Six out of 10 potential employment claimants have been shut out of the system due to the introduction of tribunal fees, the president of the employment tribunals has said.
Giving evidence to the justice committee on employment tribunal fees, Judge Brian Doyle said he was concerned that 60% of claimants who entered into early conciliation have not managed to settle their potential claim through mediation or presented it to the tribunal.
He said the Advisory, Conciliation and Arbitration Service (Acas) has found evidence that these people may have been dissuaded from pursuing a claim because of the prospect of fees.
Doyle added that the fees have also not improved the take-up of judicial mediation conducted by the employment tribunal.
'We consider that the introduction of fees has had an adverse effect upon access to justice,’ he said.
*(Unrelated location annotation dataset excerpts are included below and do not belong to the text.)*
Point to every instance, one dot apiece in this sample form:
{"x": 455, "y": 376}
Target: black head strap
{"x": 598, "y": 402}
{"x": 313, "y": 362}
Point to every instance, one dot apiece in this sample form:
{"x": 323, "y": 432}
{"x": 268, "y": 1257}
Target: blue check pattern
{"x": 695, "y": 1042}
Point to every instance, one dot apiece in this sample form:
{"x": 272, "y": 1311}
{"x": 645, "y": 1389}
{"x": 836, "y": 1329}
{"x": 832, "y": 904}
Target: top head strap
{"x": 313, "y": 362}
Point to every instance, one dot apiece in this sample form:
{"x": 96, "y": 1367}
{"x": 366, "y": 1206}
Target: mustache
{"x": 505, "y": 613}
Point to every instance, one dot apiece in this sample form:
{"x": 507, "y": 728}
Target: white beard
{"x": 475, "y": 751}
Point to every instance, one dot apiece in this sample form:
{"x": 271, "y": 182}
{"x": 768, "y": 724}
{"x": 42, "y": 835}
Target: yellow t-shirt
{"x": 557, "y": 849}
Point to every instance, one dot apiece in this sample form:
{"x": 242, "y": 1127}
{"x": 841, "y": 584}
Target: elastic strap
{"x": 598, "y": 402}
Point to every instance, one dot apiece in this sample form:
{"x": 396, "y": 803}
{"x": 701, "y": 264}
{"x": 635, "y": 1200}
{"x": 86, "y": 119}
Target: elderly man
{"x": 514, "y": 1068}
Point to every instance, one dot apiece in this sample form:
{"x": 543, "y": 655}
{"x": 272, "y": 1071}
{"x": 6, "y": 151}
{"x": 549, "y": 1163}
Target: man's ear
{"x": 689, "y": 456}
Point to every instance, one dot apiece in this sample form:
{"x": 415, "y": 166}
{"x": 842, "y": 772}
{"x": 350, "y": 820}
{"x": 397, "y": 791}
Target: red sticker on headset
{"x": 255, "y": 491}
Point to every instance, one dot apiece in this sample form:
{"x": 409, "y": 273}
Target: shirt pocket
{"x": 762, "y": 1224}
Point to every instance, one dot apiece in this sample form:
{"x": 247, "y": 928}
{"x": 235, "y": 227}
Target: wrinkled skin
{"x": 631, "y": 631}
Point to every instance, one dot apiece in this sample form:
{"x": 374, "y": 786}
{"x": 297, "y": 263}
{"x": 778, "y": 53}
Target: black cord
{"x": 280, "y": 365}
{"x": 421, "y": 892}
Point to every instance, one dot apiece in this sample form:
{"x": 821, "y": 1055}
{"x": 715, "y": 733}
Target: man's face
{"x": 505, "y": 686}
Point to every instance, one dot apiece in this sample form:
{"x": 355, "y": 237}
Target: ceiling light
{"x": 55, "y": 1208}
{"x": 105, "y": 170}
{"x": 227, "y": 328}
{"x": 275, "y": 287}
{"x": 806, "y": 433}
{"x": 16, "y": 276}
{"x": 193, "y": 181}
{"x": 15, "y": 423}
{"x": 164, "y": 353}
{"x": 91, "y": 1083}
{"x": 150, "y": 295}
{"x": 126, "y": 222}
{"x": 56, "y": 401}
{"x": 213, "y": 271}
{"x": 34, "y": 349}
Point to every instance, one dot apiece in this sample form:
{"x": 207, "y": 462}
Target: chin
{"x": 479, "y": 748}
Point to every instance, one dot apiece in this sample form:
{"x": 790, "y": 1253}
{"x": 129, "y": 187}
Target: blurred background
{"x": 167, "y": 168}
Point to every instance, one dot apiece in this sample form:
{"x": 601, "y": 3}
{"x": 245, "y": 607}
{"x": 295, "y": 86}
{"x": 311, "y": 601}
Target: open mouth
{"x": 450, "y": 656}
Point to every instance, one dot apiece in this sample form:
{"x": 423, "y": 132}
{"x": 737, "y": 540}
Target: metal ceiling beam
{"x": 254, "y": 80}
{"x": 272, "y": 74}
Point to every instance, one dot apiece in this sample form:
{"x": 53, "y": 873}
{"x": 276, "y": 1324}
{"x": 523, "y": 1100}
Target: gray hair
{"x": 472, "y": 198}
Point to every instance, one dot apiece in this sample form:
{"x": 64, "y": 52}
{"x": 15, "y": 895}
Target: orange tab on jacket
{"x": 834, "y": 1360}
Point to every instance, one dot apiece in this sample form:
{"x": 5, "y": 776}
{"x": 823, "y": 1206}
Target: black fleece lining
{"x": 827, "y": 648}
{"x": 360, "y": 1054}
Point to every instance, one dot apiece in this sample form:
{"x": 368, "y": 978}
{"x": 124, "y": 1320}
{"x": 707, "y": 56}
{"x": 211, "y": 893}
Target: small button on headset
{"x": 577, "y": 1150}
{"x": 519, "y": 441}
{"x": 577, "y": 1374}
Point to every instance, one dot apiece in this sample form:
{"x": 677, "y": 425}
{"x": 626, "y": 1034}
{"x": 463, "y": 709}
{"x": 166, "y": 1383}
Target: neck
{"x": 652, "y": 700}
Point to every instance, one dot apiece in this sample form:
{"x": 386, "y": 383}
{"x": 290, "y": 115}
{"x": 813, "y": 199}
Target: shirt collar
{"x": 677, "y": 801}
The most obvious cases that have been affected, he added, are the short-track and standard-track cases, as the £390 fee is a considerable investment in proportion to the relatively moderate sums at stake.
Doyle suggested that the fees should be reclassified and recalibrated, such as by creating a three-track system that would charge different fees for short-track, standard-track and open-track cases.
He also recommended further charging points to encourage efficiencies, such as a fee when a case management hearing is held, and making respondents liable to pay response fees and hearing fees.
But consultancy Peninsula Business Services argued that the introduction of fees has helped to deter claims that had no genuine prospect of success, and has led to a reduction in cases where a small economic settlement is the goal.
It said: ‘We have seen no examples of a matter raised in early conciliation, where the claimant had an arguable case but settlement could not be achieved, not continuing to tribunal as a result of fees.’
As evidence it said that the drop in tribunal claims has not led to a commensurate increase in claims in alternative jurisdictions such as civil courts, where fees are lower.
Its response also said that where claimants have no income and therefore do not have to meet the fees personally, companies are still finding themselves defending ‘unmeritorious claims’.
‘This suggests that it is not that fees are preventing people with valid claims from accessing justice, but that they are discouraging claims being pursued solely with the goal of achieving a financial settlement.’
It added: ‘The fees help to remind claimants that litigation should be a last resort and help to encourage the use of alternative dispute resolution.’